The backbone fuses a triazole with a pyridine ring, then introduces a bromine at the six position—small, precise changes like this open the door to an array of downstream chemistry. We’ve spent years scaling up synthesis routes and tweaking conditions, building up experience batch after batch. Most people outside our sector might gloss over that single bromo substituent, but to us it means more than a line drawing; it signifies an electrophilic handle poised for Suzuki or Sonogashira couplings. The synthetic pathway hinges on achieving selectivity at this very spot, which demands real control over reaction parameters—one misplaced electron and the bromine ends up out of place.

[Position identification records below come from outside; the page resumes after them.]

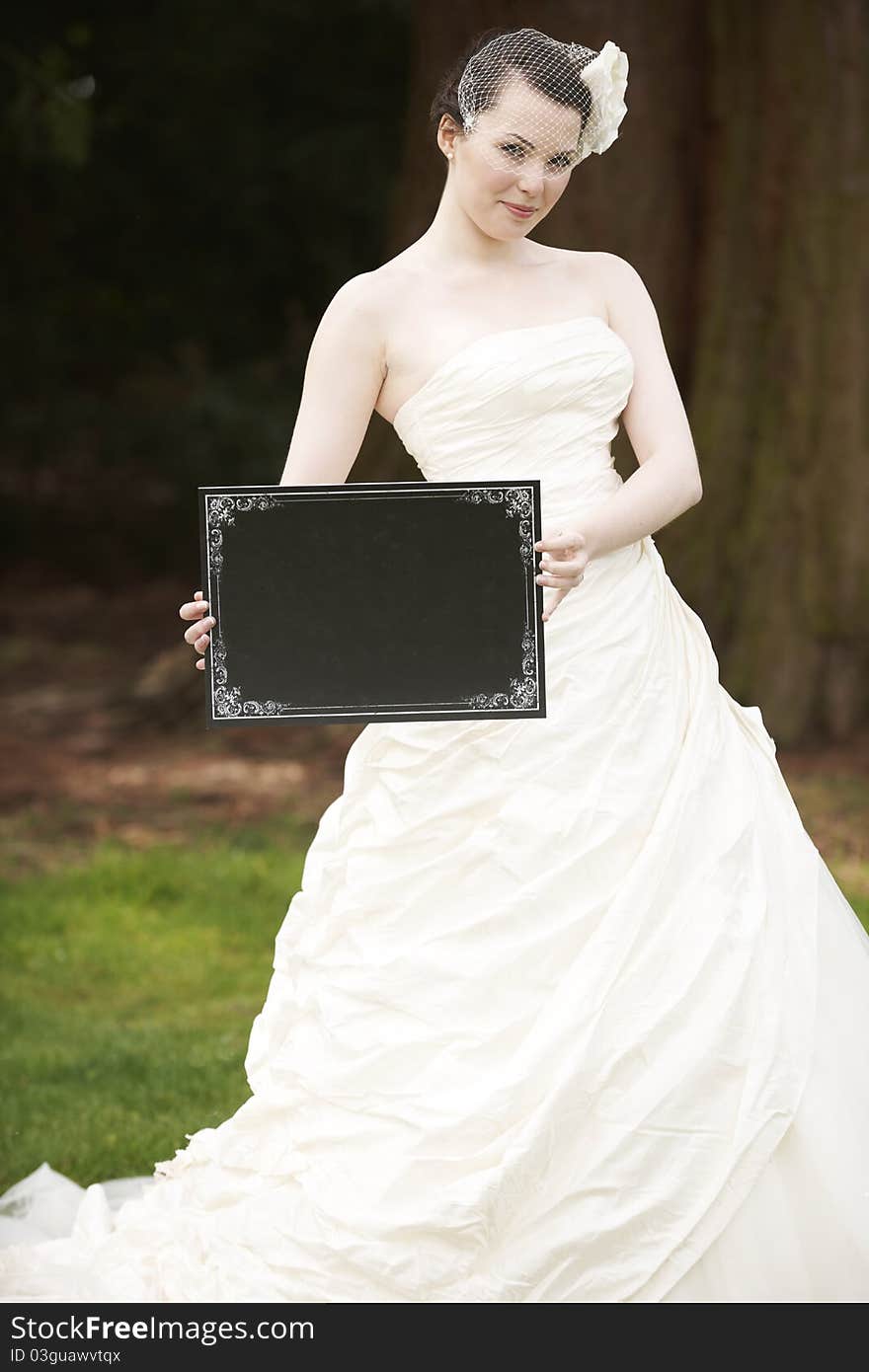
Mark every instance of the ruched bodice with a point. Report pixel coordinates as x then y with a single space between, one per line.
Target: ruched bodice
544 1006
530 402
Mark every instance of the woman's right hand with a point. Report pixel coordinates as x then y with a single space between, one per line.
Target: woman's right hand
198 633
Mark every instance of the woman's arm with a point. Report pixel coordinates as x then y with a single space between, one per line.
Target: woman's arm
668 479
344 376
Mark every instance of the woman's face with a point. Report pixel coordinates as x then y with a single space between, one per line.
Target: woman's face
519 154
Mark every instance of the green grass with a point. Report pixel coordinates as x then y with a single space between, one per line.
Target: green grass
129 982
127 989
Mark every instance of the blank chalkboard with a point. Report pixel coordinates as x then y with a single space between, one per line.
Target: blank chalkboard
372 601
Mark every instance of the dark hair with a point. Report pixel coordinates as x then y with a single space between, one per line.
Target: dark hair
555 76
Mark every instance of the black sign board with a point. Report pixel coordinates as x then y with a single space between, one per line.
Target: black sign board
372 601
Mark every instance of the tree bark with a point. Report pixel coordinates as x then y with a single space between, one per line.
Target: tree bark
739 189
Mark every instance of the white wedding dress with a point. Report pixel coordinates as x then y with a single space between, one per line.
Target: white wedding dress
566 1009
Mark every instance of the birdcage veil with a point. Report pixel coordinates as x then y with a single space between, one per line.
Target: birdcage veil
567 99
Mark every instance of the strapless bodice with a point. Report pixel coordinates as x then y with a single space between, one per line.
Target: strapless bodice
520 404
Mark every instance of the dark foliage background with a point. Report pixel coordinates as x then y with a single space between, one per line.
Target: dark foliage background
186 187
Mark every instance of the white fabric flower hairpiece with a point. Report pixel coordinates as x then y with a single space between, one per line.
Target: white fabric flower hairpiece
605 76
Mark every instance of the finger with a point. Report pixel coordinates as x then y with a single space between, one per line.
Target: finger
194 609
552 579
562 567
556 541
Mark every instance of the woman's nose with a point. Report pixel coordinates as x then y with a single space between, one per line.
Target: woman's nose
530 182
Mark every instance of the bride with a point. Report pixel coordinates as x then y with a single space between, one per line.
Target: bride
565 1010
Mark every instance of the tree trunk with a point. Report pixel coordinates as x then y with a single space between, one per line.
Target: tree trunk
738 187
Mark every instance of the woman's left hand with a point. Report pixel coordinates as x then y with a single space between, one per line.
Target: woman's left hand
563 563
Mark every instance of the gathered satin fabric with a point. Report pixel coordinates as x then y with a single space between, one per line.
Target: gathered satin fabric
566 1009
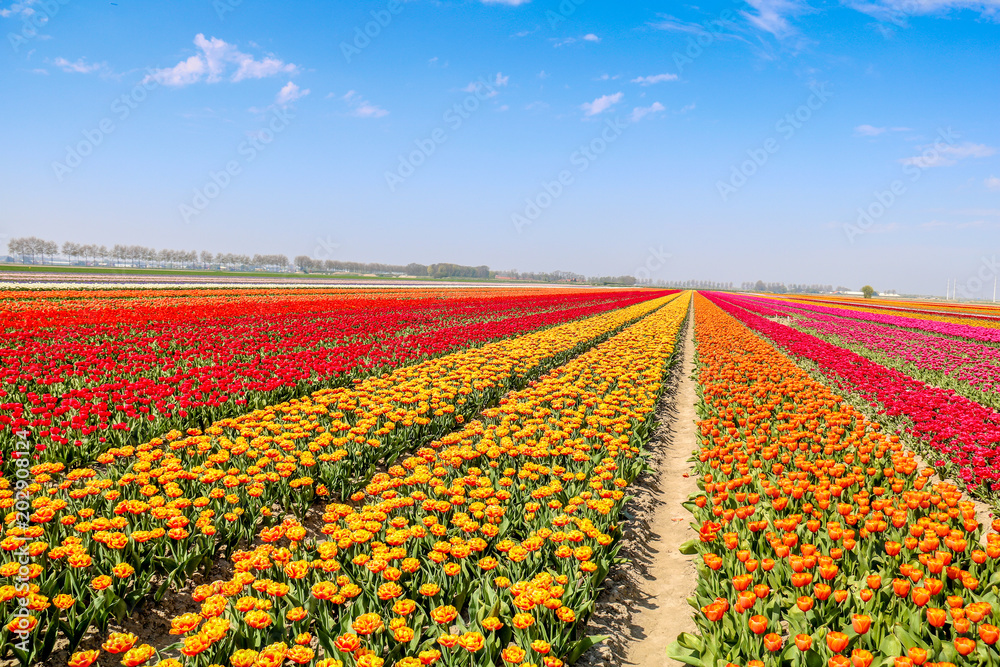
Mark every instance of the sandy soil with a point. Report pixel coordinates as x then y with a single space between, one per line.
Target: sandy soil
644 606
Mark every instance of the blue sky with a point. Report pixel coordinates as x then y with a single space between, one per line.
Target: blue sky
834 142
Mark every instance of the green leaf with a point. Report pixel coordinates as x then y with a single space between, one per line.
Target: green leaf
688 640
583 646
687 656
891 646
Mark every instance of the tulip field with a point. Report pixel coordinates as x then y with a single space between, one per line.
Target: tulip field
442 476
822 538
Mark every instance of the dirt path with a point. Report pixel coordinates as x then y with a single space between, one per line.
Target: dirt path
644 606
670 577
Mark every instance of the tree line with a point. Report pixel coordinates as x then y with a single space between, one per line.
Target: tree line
782 288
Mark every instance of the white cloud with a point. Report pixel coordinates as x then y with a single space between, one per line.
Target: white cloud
216 57
655 78
23 10
601 104
868 130
589 37
80 66
639 113
948 155
289 93
361 107
771 15
499 81
896 11
872 131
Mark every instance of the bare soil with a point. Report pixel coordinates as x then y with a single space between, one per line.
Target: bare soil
644 605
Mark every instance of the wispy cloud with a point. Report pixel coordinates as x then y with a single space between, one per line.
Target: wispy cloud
362 108
290 93
499 81
655 78
22 10
79 66
868 130
589 37
897 11
216 60
872 131
772 15
949 155
639 113
601 104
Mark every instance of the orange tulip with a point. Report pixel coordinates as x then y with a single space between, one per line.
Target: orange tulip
837 641
861 658
758 625
936 617
965 646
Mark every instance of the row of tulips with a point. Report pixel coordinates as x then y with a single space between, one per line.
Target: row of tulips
486 547
970 311
139 367
156 513
965 367
946 325
959 435
821 540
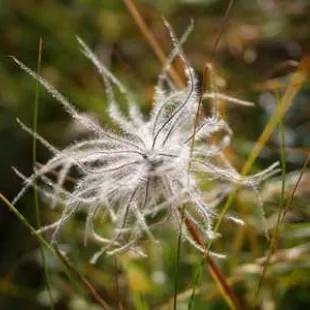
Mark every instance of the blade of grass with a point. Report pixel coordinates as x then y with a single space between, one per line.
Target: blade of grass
34 159
177 264
89 287
288 204
50 248
207 67
274 239
295 84
215 272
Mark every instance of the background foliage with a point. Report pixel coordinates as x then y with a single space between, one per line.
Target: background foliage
261 47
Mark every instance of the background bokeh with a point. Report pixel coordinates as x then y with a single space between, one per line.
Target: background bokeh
255 57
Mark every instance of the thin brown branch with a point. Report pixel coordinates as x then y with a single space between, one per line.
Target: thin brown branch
215 272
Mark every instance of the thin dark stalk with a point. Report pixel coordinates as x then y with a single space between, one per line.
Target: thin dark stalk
88 286
275 236
34 159
215 272
177 263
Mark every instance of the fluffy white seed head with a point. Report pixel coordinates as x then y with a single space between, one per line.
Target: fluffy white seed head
131 176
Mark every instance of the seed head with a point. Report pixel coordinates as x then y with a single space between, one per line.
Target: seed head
151 166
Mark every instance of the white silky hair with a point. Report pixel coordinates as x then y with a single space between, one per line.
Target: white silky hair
131 176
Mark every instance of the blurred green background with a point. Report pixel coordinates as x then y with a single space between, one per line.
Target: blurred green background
256 55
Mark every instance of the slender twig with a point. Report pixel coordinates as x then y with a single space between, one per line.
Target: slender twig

Lab work can look clean in textbooks. At our site, things get more challenging. Raw material quality drifts, temperature controls are fickle, and trace moisture sneaks in even after drying cycles. The triazolopyridine core calls for careful handling—an off-batch leaves more than a mess, it means hours of purification and lost yield. We monitor each stage: from forming the triazole with hydrazine derivatives, cyclizing under carefully managed acid catalysis, then making sure that the bromination lands precisely at carbon six, not at five or seven. Too aggressive with the electrophile and you get polysubstituted products; too mild and the conversion stalls.
Pharmacopoeial standards can specify >98% purity, but we’ve learned that application drives the real requirement. Early drug discovery teams searching for lead compounds push for ≥99.5% to reduce noise in biological assays. Material science partners sometimes opt for technical grade to economize on proof-of-concept runs. To hit the higher bar, we lean on repeated recrystallization and finer chromatographic cuts, sacrificing yield for that last tenth of a percent. Both routes require an experienced touch, since triazolopyridine by-products often elute close to the main compound. Ask the analytics team about debugging false-positive HPLC peaks—we’ve seen it all and built up protocols to catch impurities the moment they appear.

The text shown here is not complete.